Importantly, the segmentations obtained with classical image processing algorithms, unlike the methods in the challenge, required manual configuration; there exists no classical algorithm that could claim to produce reasonable results on 15 diverse image sets with no user intervention. In contrast, a novice with no prior exposure to bioimage analysis performed substantially worse than the expert and the top-scoring deep-learning models (Fig. 1c). The novice and expert invested 5 h and 3 h of work to achieve their corresponding segmentation results. Embedded in a user-friendly interface, as has already been prototyped in the NucleAIzer system21, the top models would require no configuration time.

The classical methods were tested by first organizing images into five groups using visual inspection, then analysis pipelines were created in the open source software, CellProfiler5 (Methods). These pipelines are representative of widely adopted techniques surveyed recently in the literature of microscopy image segmentation12,22,23, though they are likely suboptimal solutions because the techniques were not fully optimized for each of the 15 image sets independently to prevent overfitting and in keeping with the no- or low-configuration mission of the data challenge.

In addition to reference segmentations using classical techniques, we also evaluated the performance of the top-scoring models to deep-learning models trained separately for each type of images. We chose U-Net17, a popular deep-learning-based method to solve microscopy image segmentation problems, including nucleus segmentation20. The learning capacity of a single regular U-Net was not sufficient to capture the experimental variation in the challenge (such solutions entered the competition); therefore, we trained five models to reduce variance, as in the case of classical algorithms, and applied image pre and post-processing routines specific to each group (Supplementary Note 4). The results show that even spending ~20 h of hands-on time (development and training time not included in our estimates), these models did not reach competitive performance compared to the top solution (Fig. 1c). Several factors contributed to this result: limited learning capacity of the evaluated U-Net relative to the top models, reduced number of training examples in the five groups after splitting and experimental variability of the test sets.

Finally, we asked an additional annotator to create target masks for a subset of images in the test set and we observed inter-observer variability (Supplementary Fig. 3) a well-known problem24. Interestingly, the top performing model agreed on boundary annotations more often with each annotator than they agreed with each other (Supplementary Fig. 3). This suggests that the model fitted smooth boundaries that were close to the edge of nuclei, whereas manual annotations may be biased by subjective noise (Supplementary Fig. 5). The performance of the top model was also more similar to humans than to classical algorithms in terms of segmentation accuracy (Supplementary Fig. 3). Although we did not investigate this result extensively, it suggests that the top models may reach human-annotator-like performance with similar error rates.

Best-performing solutions segment a diversity of microscopy images

The most challenging aspect of the competition was that the holdout set included microscopy images from 15 different biological experiments, including various 2D light microscopy types, acquisition equipment and biological conditions. This is in contrast to previous research studies that optimize nucleus segmentation methods individually for each image set or type12,18,22,25,26,27,28. From a visual standpoint, we identified five groups of images comprising nuclei of very different appearances, including two major types of light microscopy (Fig. 2a): fluorescence microscopy of mainly cultured cells and brightfield microscopy of stained tissue samples. Tissue samples are typically a more challenging image processing task owing to the irregular appearances of nuclei and their crowded layout. Small fluorescent nuclei images are very common in biomedical research and the most common in both training and test sets. The entire dataset included 31 different experiments (16 for training and first-stage evaluation, 15 for second-stage evaluation), representing 22 cell types, 15 image resolutions and five groups of visually similar images, resulting in 841 images and 37,333 manually annotated nuclei (Methods). We omitted dramatically different modalities such as unstained brightfield microscopy and electron microscopy.
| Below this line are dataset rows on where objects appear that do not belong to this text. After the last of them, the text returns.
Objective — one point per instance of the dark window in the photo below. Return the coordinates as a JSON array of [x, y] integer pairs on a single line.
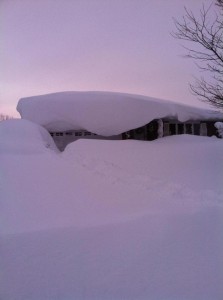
[[180, 128], [59, 133], [78, 133], [189, 128], [197, 129], [87, 133], [172, 129]]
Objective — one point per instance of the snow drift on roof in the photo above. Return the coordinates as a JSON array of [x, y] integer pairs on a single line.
[[103, 113]]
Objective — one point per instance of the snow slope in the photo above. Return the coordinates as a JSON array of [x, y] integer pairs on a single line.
[[103, 113], [113, 220]]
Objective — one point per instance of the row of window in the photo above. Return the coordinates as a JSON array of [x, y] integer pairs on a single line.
[[188, 128], [72, 133]]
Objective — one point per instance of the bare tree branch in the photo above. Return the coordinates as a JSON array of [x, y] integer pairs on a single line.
[[205, 33]]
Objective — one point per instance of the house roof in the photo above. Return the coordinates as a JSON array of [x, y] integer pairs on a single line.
[[104, 113]]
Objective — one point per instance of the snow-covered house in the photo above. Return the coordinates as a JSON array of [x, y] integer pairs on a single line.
[[69, 116]]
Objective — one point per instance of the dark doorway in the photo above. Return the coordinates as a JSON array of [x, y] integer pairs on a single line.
[[152, 131]]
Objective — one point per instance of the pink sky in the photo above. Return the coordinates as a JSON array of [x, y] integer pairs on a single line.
[[114, 45]]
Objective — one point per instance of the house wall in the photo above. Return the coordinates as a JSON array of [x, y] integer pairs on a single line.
[[203, 128], [149, 132]]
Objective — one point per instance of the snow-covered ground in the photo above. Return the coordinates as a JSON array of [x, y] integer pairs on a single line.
[[110, 219], [104, 113]]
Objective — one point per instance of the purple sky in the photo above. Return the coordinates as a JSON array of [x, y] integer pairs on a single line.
[[114, 45]]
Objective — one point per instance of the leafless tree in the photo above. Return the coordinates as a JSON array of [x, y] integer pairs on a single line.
[[205, 33], [4, 117]]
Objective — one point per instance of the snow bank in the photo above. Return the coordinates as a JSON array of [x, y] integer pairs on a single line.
[[23, 137], [103, 113], [114, 220]]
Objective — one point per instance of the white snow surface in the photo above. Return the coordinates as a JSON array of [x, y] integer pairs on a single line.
[[107, 220], [23, 137], [103, 113]]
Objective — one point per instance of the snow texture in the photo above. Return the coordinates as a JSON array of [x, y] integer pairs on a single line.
[[219, 126], [23, 137], [103, 113], [110, 220]]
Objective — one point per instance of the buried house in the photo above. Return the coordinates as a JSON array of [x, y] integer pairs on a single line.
[[69, 116]]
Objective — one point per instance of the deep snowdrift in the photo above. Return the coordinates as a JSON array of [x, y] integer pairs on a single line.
[[103, 113], [113, 220], [24, 137]]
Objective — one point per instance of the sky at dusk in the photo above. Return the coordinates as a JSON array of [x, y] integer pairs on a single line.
[[102, 45]]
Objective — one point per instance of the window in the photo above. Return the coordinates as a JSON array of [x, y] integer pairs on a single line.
[[188, 128], [166, 129], [87, 133], [78, 133], [203, 129], [197, 129], [180, 128], [172, 128], [59, 133]]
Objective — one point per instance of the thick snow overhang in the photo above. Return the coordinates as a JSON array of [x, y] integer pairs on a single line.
[[104, 113]]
Fig. 2: Performance of submitted solutions across varying, imbalanced image types.
figure 2

a, Example images of the five visually grouped image types (Methods) are shown across the bottom and the chart shows the spread of F1 scores (Methods) across all second-stage submissions. F1 scores were measured at a threshold of 0.7 IoU (Methods). Box plot: center line, median; box limits, upper and lower quartiles; whiskers, 1.5× interquartile range; points, outliers; colored points, top three participants. b, The distribution of the various image types is shown, color-coded as in a. The top competitors segmented all image types with high accuracy despite the imbalance of examples in the training set. c, Detail of accuracy results by image types and object coverage (IoU) thresholds. The x axis displays IoU thresholds and the y axis represents accuracy measured with F1 scores. For each participant, the plot displays five curves showing the trend of segmentation accuracy at different object coverage thresholds.
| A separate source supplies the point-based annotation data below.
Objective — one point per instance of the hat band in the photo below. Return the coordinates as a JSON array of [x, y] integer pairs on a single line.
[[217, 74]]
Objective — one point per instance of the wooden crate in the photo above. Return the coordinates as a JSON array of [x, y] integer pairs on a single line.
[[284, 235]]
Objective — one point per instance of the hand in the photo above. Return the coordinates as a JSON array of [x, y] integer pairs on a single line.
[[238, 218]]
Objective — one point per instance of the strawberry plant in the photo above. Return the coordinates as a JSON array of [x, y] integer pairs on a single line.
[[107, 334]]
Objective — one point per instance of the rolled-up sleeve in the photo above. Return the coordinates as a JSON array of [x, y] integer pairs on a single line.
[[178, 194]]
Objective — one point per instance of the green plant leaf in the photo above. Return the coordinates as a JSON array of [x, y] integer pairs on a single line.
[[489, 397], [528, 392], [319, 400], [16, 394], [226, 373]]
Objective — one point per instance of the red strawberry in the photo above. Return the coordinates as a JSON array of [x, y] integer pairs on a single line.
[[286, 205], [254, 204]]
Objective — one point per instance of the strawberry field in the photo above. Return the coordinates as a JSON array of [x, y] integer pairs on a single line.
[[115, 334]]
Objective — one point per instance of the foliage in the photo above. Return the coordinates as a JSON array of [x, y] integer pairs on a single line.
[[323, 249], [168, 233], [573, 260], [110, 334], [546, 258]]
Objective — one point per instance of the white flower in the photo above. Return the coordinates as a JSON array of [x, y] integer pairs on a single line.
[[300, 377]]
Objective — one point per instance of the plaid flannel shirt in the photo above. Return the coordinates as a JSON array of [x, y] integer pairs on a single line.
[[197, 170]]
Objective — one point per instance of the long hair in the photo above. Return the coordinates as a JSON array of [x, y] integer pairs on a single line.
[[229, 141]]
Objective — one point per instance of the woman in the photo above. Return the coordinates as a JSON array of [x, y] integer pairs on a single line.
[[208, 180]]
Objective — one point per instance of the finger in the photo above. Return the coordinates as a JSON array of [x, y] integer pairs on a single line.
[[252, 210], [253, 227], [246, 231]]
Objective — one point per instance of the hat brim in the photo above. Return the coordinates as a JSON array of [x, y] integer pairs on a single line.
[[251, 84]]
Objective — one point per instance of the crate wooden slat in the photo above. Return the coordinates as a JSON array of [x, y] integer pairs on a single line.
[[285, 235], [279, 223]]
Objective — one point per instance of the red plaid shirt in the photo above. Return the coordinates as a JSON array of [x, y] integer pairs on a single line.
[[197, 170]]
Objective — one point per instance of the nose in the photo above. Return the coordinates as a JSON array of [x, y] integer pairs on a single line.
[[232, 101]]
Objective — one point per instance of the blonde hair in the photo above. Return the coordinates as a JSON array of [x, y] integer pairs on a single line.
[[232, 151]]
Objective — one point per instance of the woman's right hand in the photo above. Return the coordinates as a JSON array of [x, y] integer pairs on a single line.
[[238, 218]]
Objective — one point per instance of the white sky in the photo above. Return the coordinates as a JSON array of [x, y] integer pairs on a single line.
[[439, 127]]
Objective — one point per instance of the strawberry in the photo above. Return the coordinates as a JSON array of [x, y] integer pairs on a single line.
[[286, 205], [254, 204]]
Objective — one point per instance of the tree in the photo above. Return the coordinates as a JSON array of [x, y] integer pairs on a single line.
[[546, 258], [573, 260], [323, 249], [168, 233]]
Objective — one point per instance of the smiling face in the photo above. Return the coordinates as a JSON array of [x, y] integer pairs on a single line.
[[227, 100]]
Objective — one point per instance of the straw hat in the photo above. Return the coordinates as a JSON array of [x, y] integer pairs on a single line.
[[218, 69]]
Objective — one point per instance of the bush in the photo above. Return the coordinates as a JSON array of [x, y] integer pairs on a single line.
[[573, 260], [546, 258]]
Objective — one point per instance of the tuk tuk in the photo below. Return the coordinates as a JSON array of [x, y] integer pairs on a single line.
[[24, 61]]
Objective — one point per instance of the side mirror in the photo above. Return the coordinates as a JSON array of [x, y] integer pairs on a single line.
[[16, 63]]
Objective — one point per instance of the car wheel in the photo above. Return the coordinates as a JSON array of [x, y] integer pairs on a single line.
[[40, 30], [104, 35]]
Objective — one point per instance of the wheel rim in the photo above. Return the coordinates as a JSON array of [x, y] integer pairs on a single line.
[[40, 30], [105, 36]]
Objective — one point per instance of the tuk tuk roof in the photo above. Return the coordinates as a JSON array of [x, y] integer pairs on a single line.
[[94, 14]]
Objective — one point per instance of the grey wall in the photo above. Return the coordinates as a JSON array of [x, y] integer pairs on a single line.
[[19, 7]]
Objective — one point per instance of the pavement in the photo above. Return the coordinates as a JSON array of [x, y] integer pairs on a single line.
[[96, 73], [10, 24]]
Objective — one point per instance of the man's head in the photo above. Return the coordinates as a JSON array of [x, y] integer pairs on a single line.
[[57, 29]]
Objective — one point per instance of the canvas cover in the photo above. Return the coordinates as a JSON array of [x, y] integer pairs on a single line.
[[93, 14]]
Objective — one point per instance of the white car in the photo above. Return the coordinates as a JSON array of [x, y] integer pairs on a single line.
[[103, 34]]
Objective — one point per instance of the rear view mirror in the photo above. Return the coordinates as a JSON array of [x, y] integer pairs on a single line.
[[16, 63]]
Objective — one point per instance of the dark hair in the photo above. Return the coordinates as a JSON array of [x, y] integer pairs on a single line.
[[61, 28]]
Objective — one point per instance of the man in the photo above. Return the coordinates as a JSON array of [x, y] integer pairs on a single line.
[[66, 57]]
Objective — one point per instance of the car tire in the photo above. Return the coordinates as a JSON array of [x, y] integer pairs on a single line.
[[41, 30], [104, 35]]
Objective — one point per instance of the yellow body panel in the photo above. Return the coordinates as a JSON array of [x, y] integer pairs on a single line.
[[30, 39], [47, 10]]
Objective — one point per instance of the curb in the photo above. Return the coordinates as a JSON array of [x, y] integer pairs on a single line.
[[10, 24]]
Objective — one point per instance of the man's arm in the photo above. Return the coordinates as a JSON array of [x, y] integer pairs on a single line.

Top participants stood out by making models that generalized well across diverse image types and experimental variation (Fig. 2a), and despite a heavily unbalanced dataset (Fig. 2b). Dataset biases can mislead the performance of machine-learning models29,30; less-represented image types were indeed challenging to segment for the average participant (Fig. 2a). With the largest group of images, containing 80% of the training examples, top participants reached a maximum accuracy of 0.90 in the test set, and with the smallest group, containing 0.6% of the examples, they reached a maximum accuracy of 0.55. In all cases, their performance surpassed the reference CellProfiler segmentations, as well as the average participant, by a large margin.

Best-performing solutions reduce segmentation errors

The solutions of the top three teams were significantly better than the reference segmentations according to the competition score and other metrics that we used to analyze the results (Figs. 13 and Supplementary Figs. 3 and 4). The competition score was an aggregated metric that considered multiple factors of segmentation quality, including precision, recall and object coverage (Methods) and could be deconstructed in multiple ways to understand performance and error modes.

Fig. 3: Example segmentation maps for various images obtained by the top three participants and the CellProfiler reference.
figure 3

The segmentation maps show pixel-wise alignments between target segmentation masks and predicted segmentations. If the masks align correctly, pixels in the boundaries are colored white. If the target mask or part of it is missing, pixels in the boundaries are colored blue. If the predicted segmentation is introduced in a region without real object, the boundary pixels are red.

First, we assessed performance at a single-object coverage threshold to interpret the differences in accuracy between the models. When a threshold equal to 0.5 was chosen (common in previous works12,31), the top performing model got an F1 accuracy of 0.889, compared to 0.819 for the CellProfiler reference (Supplementary Table 3). Note that these results were the average across all images from 15 different experiments in the second-stage evaluation, 12 cell lines and five image types. When we considered fluorescent images with only small nuclei, the F1 accuracy of the top performing model was 0.932, whereas CellProfiler obtained an F1 score of 0.844 (Supplementary Table 2). Using a threshold of 0.7 (Fig. 2a) challenges methods by requiring a larger minimum object coverage. We observed that the top three models all surpassed the CellProfiler reference for three image types (small fluorescent, purple and pink and purple tissues). For the other two image types (big fluorescent and grayscale tissue), all but one model performed worse than the CellProfiler reference, primarily owing to the limited number of examples in the training set (Fig. 2).

In general, the top three models reached similar aggregated performance, but exhibited different behavior and error modes. The accuracy results can be disaggregated by image type across multiple object coverage thresholds (Fig. 2c), allowing us to identify the strengths and weaknesses of each strategy. For instance, the second place solution was the best for large fluorescent nuclei (blue line) but poorer for grayscale tissue (green line).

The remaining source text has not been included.